Les terriens avaient finalement réussi à coloniser d’autres planètes. Ils avaient rencontré des formes de vies différentes, et au fil des siècles, avaient même trouvé d’autres humanoïdes dans le cosmos. Les unions mixtes étaient non seulement encouragées, mais de surcroît, elles étaient incroyablement fertiles. Les humanoïdes, fruits de ces unions combinant des gènes humains et des gènes exo-terriens, étaient appelés des hybrides. Ce brassage génétique avait permis de prolonger la durée de vie moyenne, notamment grâce à une meilleure résistance aux maladies. Entre l’expansion de la nation terrienne, les autochtones rencontrés localement, et leurs descendances hybrides communes, le Réseau comptait plus de mille milliards d’êtres humains ou humanoïdes.

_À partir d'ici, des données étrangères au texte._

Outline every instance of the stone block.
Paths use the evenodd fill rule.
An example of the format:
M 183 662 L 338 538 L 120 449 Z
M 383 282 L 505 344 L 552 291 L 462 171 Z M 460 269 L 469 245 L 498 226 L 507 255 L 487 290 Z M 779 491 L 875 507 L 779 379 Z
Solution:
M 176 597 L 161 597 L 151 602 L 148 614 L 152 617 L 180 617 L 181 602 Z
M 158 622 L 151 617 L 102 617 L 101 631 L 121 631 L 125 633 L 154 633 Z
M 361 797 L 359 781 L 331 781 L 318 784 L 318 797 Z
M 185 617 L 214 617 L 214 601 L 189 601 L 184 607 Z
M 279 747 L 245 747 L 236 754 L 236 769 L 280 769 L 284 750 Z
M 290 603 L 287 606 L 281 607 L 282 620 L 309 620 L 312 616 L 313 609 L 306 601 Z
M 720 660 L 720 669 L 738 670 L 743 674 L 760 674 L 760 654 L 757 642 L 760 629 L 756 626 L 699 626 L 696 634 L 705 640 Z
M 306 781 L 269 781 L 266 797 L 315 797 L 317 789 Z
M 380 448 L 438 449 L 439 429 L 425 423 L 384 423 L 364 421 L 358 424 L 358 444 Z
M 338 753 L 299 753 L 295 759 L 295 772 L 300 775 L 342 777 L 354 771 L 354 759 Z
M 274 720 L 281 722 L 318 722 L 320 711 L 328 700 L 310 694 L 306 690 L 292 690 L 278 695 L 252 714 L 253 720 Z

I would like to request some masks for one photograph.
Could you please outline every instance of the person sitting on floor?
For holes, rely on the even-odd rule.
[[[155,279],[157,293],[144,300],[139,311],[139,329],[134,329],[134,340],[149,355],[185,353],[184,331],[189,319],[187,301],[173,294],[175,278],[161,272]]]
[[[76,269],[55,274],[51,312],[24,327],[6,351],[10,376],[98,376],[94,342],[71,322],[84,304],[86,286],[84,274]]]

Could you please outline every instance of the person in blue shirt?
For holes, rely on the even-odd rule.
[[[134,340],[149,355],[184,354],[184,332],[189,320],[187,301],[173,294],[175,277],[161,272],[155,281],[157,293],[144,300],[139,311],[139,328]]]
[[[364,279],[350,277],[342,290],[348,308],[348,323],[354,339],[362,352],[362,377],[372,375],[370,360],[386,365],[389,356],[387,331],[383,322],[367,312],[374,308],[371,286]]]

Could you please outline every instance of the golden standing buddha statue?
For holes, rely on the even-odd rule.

Le travail de législation s’en était trouvé extrêmement compliqué. Déjà, à l’époque de la Terre, les juristes s’étonnaient de la grande diversité des notions de justice entre les différentes cultures terriennes. Ils n’étaient pas au bout de leurs surprises, car l’univers leur fournit des centaines de civilisations humanoïdes, certes moins développées techniquement (elles n’avaient pas découvert le voyage interstellaires, elles…), mais très avancées, ou très différentes, sur les notions d’éthique ou de morale. Il existait notamment le zinjj, un terme inconnu sur Terre mais qui semblait exister naturellement sur une majorité des exoplanètes. La notion de zinjj postulait qu’en cas de délit ou de crime, la sanction devait être non seulement proportionnelle au contexte du crime (ce que les terriens appelaient les « circonstances atténuantes »), mais qu’on devait aussi apprécier l’impact de la sanction sur l’ensemble des personnes concernées. En effet, un emprisonnement à vie était très coûteux, car les frais d’entretien des prisonniers étaient supportés par la société entière ; mais la solution de l’exécution capitale déclenchait des manifestations, des tribunes philosophiques et des tentatives de réforme politique, c’est-à-dire des coûts sociaux et moraux qui impactaient aussi un grand nombre d’individus. Le zinjj pronait que la sanction définie par les juges devait être prise pour minimiser tous les coûts sociaux et toutes les conséquences ultérieures. Il arrivait ainsi que des délinquants soient immédiatement relâchés, car toute sanction aurait coûté plus cher à la société que le fait de ne pas sanctionner. Et les délinquants comprenaient eux-mêmes le zinjj, ce qui fait que toute récidive leur semblait trop coûteuse pour en valoir la peine. Le zinjj permettait ainsi de raisonner selon une perspective systémique.

Mais la justice devait se préoccuper de quantité de domaines : arriver à une équité sur 1 000 milliards d’individus n’est pas une chose simple, quand il y a tant de différences dans les cultures, les relations à la propriété, ou les perceptions de la valeur de la vie.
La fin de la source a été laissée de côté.